Nearly one in three young women experiences stress urinary incontinence during exercise.

Author: Joy Shine, MSPT, CLT, a senior women’s health physical therapist in the Department of Rehabilitation at Brigham and Women’s Hospital Joy also works with the Women’s Sports Medicine Program, directed by Elizabeth G. Matzkin, MD.

As a part of your training routine, you may be focused on strengthening a variety of muscle groups in your legs, arms, or abdomen. But there’s an important area you may be missing. Did you know that nearly one in three young women experiences stress urinary incontinence, or urine leakage, during exercise?

During physical activity, especially high-impact sports like running and jumping, there is an increase in intra-abdominal, or belly, pressure,” explains Joy Shine, MSPT, CLT. “The pressure causes the bladder, bladder neck, and urethra to move downward, allowing the involuntary passage of urine.”

A Training Routine for Your Pelvic Floor Muscles

Pelvic floor muscles support pelvic organs and prevent urinary leakage. If these muscles are not coordinated well enough, however, they will not effectively do their job. The good news is that simple exercises can be done to help strengthen the pelvic floor muscles and prevent urinary leakage during exercise, as well as coughing, sneezing, laughing, or heavy lifting – other common causes of stress urinary incontinence.

  • Pelvic floor muscle exercises (commonly known as Kegel exercises) are performed by contracting the pelvic floor muscles, providing closure around the anus, vagina, and urethra. During a pelvic floor muscle contraction, a squeeze and upward lifting sensation can be felt around the vagina and anus when contracting these muscles correctly. Performing three sets of 8-12 slow-velocity repetitions, two to four times a day, are advised for pelvic floor muscle strength training.
  • “The Knack” is a pre-contraction and hold of the pelvic floor muscles before and during activities that increase intra-abdominal (belly) pressure.

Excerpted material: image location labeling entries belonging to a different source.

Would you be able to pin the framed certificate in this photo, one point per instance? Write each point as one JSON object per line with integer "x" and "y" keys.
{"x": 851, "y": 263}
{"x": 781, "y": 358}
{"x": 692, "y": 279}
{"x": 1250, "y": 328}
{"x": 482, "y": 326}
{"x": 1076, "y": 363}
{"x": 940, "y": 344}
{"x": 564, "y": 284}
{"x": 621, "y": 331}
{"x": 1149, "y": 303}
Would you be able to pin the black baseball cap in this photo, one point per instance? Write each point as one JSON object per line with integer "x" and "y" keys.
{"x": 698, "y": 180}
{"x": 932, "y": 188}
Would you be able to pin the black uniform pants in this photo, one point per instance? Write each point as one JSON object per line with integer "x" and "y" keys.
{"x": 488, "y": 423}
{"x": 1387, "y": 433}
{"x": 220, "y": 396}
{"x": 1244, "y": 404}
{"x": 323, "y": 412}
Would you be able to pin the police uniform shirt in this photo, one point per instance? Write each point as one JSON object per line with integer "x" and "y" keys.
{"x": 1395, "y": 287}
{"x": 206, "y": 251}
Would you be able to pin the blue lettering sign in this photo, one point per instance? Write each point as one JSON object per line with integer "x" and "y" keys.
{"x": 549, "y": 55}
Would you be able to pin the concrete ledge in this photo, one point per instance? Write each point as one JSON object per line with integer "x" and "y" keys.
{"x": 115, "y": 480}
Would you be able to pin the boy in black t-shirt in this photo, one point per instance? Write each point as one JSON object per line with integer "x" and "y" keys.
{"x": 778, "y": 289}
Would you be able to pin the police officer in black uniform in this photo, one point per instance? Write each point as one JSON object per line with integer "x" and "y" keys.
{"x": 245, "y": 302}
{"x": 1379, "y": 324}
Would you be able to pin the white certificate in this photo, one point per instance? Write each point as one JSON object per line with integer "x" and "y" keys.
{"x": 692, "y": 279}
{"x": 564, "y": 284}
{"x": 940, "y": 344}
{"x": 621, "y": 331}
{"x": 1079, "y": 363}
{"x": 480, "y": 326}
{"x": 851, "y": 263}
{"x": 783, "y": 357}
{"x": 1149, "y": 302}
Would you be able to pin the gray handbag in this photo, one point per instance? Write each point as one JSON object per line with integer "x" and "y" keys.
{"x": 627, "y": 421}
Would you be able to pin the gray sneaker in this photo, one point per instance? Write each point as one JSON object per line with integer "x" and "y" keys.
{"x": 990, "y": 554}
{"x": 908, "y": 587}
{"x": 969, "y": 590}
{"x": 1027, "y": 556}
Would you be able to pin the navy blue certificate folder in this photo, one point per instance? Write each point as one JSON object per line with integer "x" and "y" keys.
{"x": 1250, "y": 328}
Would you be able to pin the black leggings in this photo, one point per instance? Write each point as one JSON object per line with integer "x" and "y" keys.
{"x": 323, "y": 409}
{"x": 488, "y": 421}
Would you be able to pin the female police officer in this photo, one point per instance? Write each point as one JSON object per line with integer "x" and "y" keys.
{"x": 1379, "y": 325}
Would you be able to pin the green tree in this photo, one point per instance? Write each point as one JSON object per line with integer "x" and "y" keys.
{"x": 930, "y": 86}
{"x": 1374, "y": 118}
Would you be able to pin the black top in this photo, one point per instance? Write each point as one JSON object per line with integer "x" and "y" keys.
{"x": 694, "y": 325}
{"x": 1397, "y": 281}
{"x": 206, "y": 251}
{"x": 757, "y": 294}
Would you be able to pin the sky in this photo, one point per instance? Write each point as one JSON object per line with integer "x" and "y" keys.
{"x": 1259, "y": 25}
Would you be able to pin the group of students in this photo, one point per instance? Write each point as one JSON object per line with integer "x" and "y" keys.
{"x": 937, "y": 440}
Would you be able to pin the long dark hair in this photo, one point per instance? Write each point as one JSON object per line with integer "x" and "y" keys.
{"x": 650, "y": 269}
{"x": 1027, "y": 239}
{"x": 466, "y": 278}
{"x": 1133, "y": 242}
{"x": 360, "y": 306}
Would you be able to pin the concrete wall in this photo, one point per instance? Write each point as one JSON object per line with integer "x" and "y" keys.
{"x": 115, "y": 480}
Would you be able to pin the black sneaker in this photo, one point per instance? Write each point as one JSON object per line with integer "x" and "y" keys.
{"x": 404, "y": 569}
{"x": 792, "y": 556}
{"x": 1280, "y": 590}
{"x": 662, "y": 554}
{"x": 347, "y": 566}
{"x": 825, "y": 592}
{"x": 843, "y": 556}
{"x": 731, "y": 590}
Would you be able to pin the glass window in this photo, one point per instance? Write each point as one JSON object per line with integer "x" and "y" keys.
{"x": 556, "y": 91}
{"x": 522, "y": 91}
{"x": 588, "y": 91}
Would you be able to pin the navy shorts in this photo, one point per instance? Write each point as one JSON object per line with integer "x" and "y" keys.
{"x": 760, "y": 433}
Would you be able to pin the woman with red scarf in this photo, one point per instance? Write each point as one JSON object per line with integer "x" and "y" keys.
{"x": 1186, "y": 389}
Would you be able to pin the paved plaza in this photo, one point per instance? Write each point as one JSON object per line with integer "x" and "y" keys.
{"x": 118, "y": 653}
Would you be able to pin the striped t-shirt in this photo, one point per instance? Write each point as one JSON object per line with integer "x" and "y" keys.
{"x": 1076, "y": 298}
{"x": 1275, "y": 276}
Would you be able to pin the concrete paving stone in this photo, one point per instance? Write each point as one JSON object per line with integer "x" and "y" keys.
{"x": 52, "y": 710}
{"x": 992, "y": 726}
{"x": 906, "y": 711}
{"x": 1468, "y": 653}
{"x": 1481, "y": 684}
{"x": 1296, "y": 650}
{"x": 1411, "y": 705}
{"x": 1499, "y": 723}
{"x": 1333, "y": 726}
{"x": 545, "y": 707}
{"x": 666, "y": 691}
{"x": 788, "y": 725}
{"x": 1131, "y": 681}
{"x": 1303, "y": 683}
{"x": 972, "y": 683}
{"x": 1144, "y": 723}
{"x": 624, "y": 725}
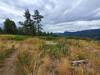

“The beauty of these exercises is that they can be done anywhere and at any time,” says Joy. “It’s important, however, to make sure that you are doing these exercises correctly and regularly for maximum effectiveness.”

Seeking Treatment for Urinary Incontinence

Talk with your doctor if you are experiencing symptoms of stress urinary incontinence. In some cases, your primary care physician may recommend that you work with a pelvic floor physical therapist who can guide you in the proper contraction of your pelvic floor muscles and give you tips for properly engaging your pelvic floor muscles. If these exercises don’t provide enough control over symptoms, a urogynecologist can provide additional treatment options.